CAFe: Cost and Age aware Federated Learning
Sahan Liyanaarachchi, Kanchana Thilakarathna, Sennur Ulukus
TL;DR
The paper tackles resource wastage and communication costs in federated learning with heterogeneous client resources by introducing the Age of Clients (AoC) as a convergence-relevant metric. It analyzes a minimal-learner MCU scheme with a reporting deadline, derives closed-form expressions for resource wastage, communication cost, and AoC, and proves that setting $M=1$ often optimizes these metrics while also linking AoC to convergence bounds. To address heterogeneity, two schemes—Age Weighted Update (AWU) and Aggregated Gradient Update (AGU)—are proposed, and their effectiveness is demonstrated via MNIST experiments under IID and non-IID data distributions.
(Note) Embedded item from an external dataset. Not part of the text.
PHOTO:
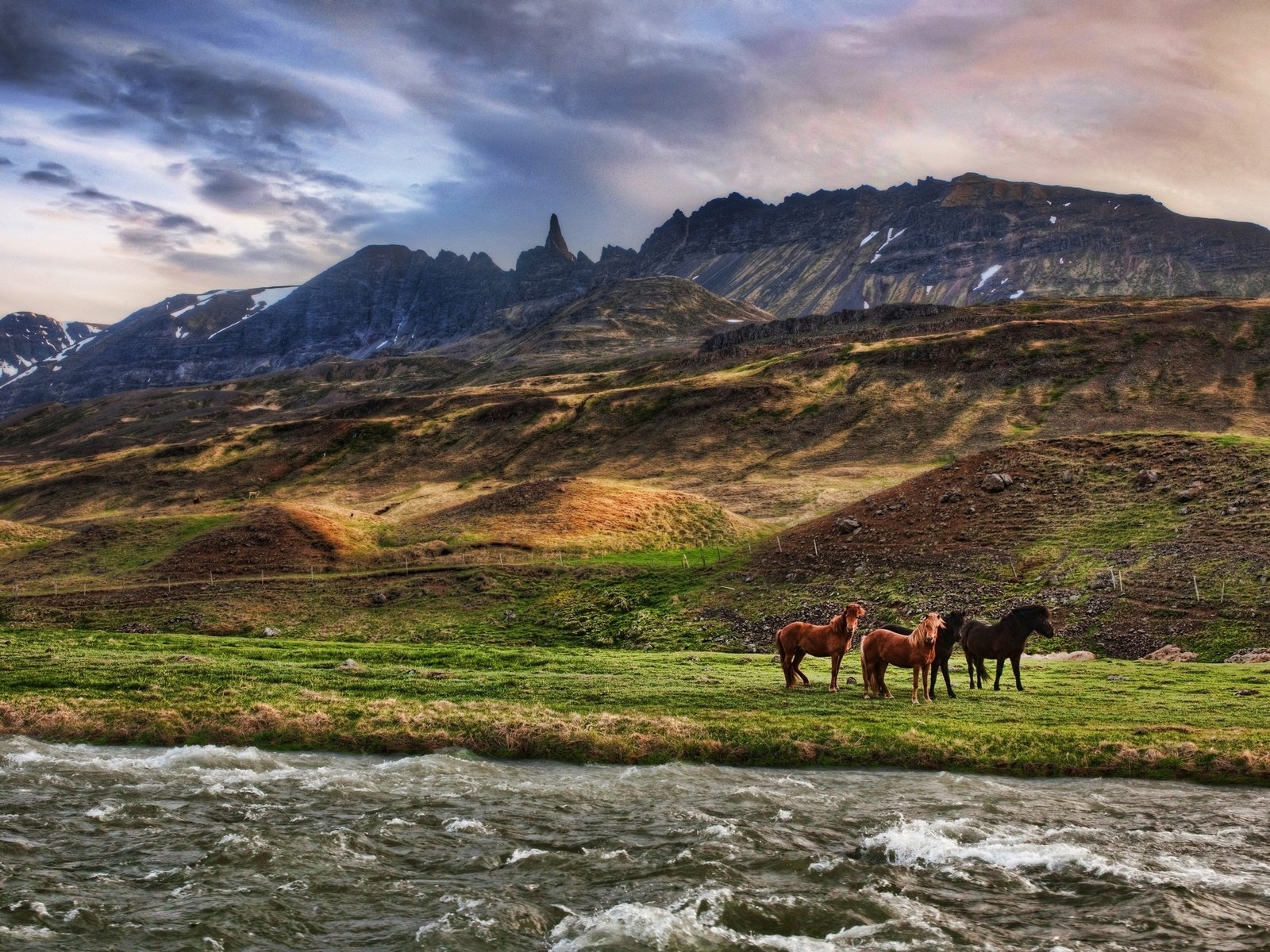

The work provides a principled framework for selecting $M$ and $T$ to balance efficiency and convergence, and offers practical enhancements for robustness against biased or adversarial clients in heterogeneous FL environments.
Abstract
In many federated learning (FL) models, a common strategy employed to ensure the progress in the training process, is to wait for at least $M$ clients out of the total $N$ clients to send back their local gradients based on a reporting deadline $T$, once the parameter server (PS) has broadcasted the global model. If enough clients do not report back within the deadline, the particular round is considered to be a failed round and the training round is restarted from scratch. If enough clients have responded back, the round is deemed successful and the local gradients of all the clients that responded back are used to update the global model. In either case, the clients that failed to report back an update within the deadline would have wasted their computational resources. Having a tighter deadline (small $T$) and waiting for a larger number of participating clients (large $M$) leads to a large number of failed rounds and therefore greater communication cost and computation resource wastage. However, having a larger $T$ leads to longer round durations whereas smaller $M$ may lead to noisy gradients. Therefore, there is a need to optimize the parameters $M$ and $T$ such that communication cost and the resource wastage is minimized while having an acceptable convergence rate. In this regard, we show that the average age of a client at the PS appears explicitly in the theoretical convergence bound, and therefore, can be used as a metric to quantify the convergence of the global model. We provide an analytical scheme to select the parameters $M$ and $T$ in this setting.